The intercom clicked off. Lilith had never been to one of Chloe's shows, but she liked to think the girl had about as much musical talent as a lobster.
Lilith thought back to the boy she'd met the day before at Rattlesnake Creek. Out of nowhere he'd suggested she form a band. She'd tried to put the encounter out of her mind, but with Chloe going on about how to sign up to play at prom, Lilith was surprised to feel regret about the total nonexistence of her band.
Then the homeroom door swung open--and in walked the boy from Rattlesnake Creek. He sauntered down the row next to hers and took Chloe King's seat.
Heat coursed through Lilith's body as she studied his motorcycle jacket and the vintage Kinks T-shirt that fit tightly across his chest. She wondered where they sold clothes like that in Crossroads. No store she knew. She'd never met anyone who dressed like him.
He brushed his dark hair from his eyes and gazed at her.
Lilith liked the way Cam looked, but she did not like the way he looked at her. There was a sparkle in his eyes that made her uneasy. Like he knew all of her secrets. He probably looked at all the girls that way, and some of them probably loved it. Lilith didn't--at all--but she forced herself to hold his gaze. She didn't want him to think he made her nervous.
"May I help you?" Mrs. Richards asked.
"I'm new here," Cam said, still staring at Lilith. "What's the drill?"
When he flashed his Trumbull student ID, Lilith was so stunned she fell into a coughing fit. She struggled for control, mortified.

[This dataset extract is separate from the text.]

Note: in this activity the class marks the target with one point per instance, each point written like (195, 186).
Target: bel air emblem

"Cameron Briel." Mrs. Richards read from the ID card, then scrutinized Cam from head to toe. "The drill is you sit over there and be quiet." She pointed at the desk farthest from Lilith, who was still coughing.
"Lilith," Mrs. Richards said, "do you know the statistics on the rise of asthma due to increased carbon emissions in the past decade? When you finish coughing, I want you to get out a sheet of paper and write a letter to your congresswoman demanding reform."